Para mitigar o impacto da ameaça tarifária, as empresas começaram a procurar fornecedores e mercados alternativos. Foram também forçadas a cancelar ordens de compra, armazenar stock para evitar ruturas ou renegociar preços com os seus fornecedores. Estas medidas resultaram num aumento dos custos de inventário, previsões de procura menos precisas e na imobilização de capital valioso em cadeias de abastecimento cada vez mais fragilizadas.
Perante este cenário de incerteza e disrupção, uma das estratégias que tem vindo a ganhar cada vez mais relevância nas cadeias de abastecimento é o friendshoring. Esta abordagem consiste em priorizar relações comerciais com países considerados aliados geopolíticos e económicos, reduzindo a exposição a parceiros menos previsíveis.

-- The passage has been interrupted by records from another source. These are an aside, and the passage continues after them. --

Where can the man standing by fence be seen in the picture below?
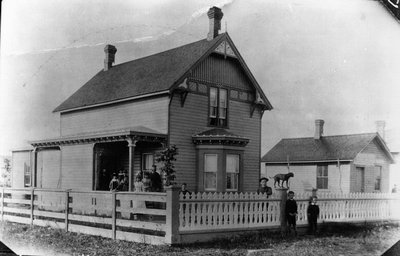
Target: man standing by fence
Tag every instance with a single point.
(264, 188)
(291, 212)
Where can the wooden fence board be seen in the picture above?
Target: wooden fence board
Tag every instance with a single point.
(17, 201)
(17, 210)
(141, 225)
(146, 196)
(56, 215)
(90, 230)
(147, 211)
(91, 219)
(49, 223)
(140, 238)
(17, 219)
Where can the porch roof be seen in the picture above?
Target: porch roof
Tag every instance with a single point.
(219, 136)
(138, 133)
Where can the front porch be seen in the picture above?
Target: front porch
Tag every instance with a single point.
(127, 152)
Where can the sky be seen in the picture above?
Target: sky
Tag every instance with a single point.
(336, 60)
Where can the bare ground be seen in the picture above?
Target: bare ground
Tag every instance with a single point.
(341, 240)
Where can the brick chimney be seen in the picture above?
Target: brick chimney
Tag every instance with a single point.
(215, 15)
(380, 128)
(110, 51)
(319, 129)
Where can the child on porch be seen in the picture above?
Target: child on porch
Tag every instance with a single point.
(312, 215)
(113, 183)
(291, 212)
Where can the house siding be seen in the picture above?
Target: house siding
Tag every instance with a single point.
(150, 113)
(77, 167)
(215, 68)
(20, 161)
(193, 118)
(185, 122)
(369, 158)
(305, 177)
(49, 168)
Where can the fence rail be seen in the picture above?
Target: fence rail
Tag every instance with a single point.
(139, 217)
(170, 218)
(221, 211)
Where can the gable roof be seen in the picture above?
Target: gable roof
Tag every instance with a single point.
(158, 73)
(328, 148)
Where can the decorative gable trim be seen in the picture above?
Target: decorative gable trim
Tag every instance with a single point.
(225, 49)
(225, 41)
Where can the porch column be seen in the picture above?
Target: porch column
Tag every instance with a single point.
(98, 152)
(34, 168)
(131, 145)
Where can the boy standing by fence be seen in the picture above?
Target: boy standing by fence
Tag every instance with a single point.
(312, 215)
(291, 212)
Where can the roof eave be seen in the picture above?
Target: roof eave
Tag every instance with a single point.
(112, 102)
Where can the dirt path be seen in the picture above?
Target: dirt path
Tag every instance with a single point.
(372, 240)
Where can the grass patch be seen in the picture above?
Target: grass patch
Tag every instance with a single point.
(368, 239)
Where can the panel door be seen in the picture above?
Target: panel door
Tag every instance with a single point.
(359, 179)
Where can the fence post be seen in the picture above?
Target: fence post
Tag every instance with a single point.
(66, 209)
(172, 218)
(114, 215)
(32, 204)
(282, 195)
(2, 204)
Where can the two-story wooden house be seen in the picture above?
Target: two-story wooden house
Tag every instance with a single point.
(200, 97)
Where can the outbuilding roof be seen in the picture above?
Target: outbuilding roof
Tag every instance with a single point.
(157, 73)
(327, 148)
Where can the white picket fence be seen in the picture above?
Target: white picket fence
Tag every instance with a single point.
(172, 218)
(205, 211)
(230, 211)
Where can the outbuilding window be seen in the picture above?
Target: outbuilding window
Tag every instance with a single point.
(322, 177)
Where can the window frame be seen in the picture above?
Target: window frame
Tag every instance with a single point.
(215, 172)
(216, 120)
(235, 173)
(144, 162)
(378, 178)
(323, 177)
(27, 176)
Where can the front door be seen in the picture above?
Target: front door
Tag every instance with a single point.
(359, 179)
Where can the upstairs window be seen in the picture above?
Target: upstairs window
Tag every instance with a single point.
(322, 177)
(148, 161)
(210, 171)
(378, 177)
(218, 107)
(232, 172)
(27, 175)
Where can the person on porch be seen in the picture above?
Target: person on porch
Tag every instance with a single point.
(291, 213)
(264, 188)
(156, 183)
(113, 186)
(312, 216)
(184, 190)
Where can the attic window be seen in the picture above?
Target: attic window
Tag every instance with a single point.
(218, 112)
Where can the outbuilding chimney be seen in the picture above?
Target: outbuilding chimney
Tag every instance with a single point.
(109, 59)
(319, 129)
(215, 15)
(380, 128)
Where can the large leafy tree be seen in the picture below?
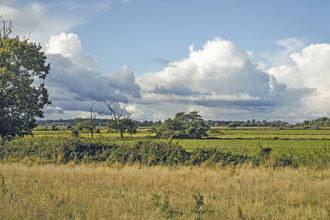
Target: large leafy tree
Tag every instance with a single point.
(21, 99)
(185, 126)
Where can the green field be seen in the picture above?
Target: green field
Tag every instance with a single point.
(218, 137)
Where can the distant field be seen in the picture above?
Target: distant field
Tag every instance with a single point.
(219, 137)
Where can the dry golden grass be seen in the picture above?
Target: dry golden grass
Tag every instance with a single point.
(125, 192)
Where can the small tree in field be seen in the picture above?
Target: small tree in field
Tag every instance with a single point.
(190, 126)
(119, 120)
(89, 125)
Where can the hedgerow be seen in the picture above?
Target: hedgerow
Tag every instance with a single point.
(151, 152)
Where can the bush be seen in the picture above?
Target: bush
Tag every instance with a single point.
(75, 133)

Embora não resulte diretamente do processo de desdolarização que vivemos, trata-se de uma tendência interligada, que pode acelerar a redução da dependência global do dólar. Num contexto marcado por cadeias de abastecimento frágeis e por um ambiente internacional instável, as empresas devem, de forma proativa, apostar na agilidade e, sobretudo, na diversificação como pilar estratégico.
Essa diversificação pode assumir várias formas, sendo uma das mais fundamentais a expansão geográfica e a escolha cuidadosa de fornecedores. Reduzir a dependência de fontes únicas permite às empresas explorar alternativas em mercados consolidados, como Hong Kong e Singapura, ou em economias emergentes, como Vietname, Brasil, Quénia, Nigéria ou Colômbia. Esta abordagem contribui para reforçar a resiliência e minimizar os riscos associados a mudanças repentinas no comércio internacional.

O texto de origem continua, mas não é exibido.